Uma das discussões que João Angelini mais gosta quando olha para o próprio trabalho é tentar definir a técnica capaz de caracterizar as obras da exposição a seco, em cartaz a partir de hoje na Referência Galeria de Arte. Se a perspectiva for a do gesto, Angelini esculpe. Tira camadas de material para encontrar outras camadas, mas de tinta. Com elas, constrói a imagem numa superfície que pode ser de gesso, preparada especialmente para o ateliê, ou de lascas de parede, arrancadas aqui e ali em obras de reforma ou construção. O resultado, no entanto, não é uma escultura. As oito peças da exposição são pinturas e dessa definição, Angelini não abre mão. ;Para mim, esses trabalhos são muito pintura, as imagens são geradas pela sobreposição de camadas de cores. Elas têm técnica de gravura, mas não penso em positivo ou negativo quando faço. Eu arranco para revelar;, explica o artista.

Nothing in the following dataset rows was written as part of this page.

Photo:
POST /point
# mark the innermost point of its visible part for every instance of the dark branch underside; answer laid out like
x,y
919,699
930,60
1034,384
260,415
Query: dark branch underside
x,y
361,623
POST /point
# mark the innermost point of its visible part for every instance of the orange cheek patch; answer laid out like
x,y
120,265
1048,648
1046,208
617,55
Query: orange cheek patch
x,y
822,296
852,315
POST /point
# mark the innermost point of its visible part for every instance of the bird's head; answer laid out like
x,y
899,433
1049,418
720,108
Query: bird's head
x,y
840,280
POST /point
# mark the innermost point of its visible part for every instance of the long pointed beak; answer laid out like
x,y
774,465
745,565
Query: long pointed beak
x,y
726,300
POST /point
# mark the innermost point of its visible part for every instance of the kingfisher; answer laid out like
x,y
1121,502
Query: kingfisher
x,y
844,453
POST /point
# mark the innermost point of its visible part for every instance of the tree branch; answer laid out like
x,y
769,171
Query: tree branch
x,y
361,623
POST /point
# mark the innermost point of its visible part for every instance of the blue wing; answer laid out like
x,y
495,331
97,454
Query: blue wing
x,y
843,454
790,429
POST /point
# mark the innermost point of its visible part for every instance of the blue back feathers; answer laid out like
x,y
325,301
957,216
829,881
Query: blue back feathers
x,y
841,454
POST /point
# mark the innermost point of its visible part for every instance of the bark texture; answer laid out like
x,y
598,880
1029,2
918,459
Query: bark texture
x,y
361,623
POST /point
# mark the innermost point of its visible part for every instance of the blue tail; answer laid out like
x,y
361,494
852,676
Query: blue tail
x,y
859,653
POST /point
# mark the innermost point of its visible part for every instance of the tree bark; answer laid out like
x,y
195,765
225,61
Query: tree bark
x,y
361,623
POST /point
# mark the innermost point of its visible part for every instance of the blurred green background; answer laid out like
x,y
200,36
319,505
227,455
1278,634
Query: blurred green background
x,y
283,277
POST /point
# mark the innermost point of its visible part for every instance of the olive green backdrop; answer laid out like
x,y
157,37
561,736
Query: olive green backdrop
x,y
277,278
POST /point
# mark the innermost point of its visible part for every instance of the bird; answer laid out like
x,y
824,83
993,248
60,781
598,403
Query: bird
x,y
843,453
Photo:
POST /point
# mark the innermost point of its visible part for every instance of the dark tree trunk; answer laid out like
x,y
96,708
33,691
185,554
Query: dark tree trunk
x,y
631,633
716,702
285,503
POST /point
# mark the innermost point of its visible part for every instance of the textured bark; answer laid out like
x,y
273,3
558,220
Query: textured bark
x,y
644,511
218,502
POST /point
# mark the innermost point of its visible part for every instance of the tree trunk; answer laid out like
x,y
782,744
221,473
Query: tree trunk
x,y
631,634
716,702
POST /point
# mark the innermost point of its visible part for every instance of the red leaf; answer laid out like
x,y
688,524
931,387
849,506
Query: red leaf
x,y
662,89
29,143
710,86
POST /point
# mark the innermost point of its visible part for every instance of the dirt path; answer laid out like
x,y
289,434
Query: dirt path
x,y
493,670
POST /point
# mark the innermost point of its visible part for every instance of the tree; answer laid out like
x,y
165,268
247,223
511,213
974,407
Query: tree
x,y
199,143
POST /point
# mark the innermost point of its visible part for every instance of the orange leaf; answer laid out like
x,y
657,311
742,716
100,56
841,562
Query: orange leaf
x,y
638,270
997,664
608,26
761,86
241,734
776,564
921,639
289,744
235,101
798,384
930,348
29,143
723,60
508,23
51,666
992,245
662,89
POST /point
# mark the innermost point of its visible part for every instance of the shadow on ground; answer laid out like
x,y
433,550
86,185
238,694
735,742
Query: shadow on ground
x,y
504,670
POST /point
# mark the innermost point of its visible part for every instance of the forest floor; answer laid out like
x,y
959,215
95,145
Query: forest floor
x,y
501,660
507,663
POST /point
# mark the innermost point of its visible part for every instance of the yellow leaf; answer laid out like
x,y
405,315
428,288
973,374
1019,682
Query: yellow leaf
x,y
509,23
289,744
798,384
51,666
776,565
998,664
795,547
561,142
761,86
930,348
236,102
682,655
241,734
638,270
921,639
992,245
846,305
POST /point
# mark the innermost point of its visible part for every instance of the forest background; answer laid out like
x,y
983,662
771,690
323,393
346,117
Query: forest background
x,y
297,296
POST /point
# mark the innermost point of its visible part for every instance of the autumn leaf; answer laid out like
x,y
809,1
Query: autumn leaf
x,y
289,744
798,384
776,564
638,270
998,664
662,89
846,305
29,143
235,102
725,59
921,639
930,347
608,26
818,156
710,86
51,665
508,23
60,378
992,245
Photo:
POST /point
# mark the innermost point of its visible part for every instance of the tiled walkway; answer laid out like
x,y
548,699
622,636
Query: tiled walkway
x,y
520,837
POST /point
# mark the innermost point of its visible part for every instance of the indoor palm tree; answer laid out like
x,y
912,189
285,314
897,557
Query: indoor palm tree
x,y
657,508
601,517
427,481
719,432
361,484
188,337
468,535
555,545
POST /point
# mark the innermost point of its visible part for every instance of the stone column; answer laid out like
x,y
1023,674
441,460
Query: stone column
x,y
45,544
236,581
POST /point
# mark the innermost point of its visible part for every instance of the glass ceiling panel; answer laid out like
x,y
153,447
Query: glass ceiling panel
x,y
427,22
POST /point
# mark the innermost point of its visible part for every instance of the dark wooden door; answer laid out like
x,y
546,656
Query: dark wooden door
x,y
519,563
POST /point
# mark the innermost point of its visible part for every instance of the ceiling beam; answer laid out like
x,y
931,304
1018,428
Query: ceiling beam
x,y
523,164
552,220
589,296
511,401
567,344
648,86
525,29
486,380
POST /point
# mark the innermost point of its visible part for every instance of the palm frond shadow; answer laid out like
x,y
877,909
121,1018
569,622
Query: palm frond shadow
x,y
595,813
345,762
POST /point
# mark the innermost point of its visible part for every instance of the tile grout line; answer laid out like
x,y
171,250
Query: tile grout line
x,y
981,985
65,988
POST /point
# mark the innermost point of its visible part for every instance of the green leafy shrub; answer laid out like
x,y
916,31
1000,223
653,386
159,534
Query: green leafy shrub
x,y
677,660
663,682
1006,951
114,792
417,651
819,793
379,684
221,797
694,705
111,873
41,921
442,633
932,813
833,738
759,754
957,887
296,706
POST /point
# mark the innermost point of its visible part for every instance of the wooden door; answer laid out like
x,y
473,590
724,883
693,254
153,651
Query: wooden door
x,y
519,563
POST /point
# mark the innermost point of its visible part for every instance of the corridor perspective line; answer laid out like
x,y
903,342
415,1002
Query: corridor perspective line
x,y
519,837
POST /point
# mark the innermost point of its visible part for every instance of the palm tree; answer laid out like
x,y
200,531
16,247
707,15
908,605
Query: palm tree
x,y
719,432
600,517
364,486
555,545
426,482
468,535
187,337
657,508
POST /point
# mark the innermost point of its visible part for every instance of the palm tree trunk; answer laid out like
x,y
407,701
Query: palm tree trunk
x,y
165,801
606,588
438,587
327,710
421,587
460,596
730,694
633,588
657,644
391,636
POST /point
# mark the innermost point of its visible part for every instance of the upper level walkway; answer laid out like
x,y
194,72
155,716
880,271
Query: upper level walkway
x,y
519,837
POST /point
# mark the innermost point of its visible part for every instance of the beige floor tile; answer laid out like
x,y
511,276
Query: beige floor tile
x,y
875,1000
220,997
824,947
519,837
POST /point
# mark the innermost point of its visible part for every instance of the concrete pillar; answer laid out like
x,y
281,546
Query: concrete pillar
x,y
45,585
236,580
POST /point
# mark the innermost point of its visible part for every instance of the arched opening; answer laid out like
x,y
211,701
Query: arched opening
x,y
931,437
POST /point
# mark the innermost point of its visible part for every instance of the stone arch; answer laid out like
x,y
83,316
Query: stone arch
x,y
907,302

As obras de a seco, que tem curadoria de Carlos Ferreira, são uma espécie de parêntese na trajetória artística de Angelini. Conhecido principalmente pelos trabalhos em vídeo e pelas performances com os grupos empreZa e TresPes, o artista começou a experimentar as pinturas em 2007, quando foi convidado para fazer uma exposição na Casa da Cultura da América Latina (CAL) e, ao furar a parede, percebeu ali dezenas de camadas de tinta. Angelini se deu conta que, ao retirar as lascas de parede de maneira controlada e organizada, podia obter formas e composições. Em 2010, durante a reforma da casa da família ; um casarão colonial em Planaltina do DF ; ele começou a utilizar as lascas de parede para produzir uma pintura particular, no sentido inverso, formada pela retirada de camadas previamente acumuladas e não pela sobreposição.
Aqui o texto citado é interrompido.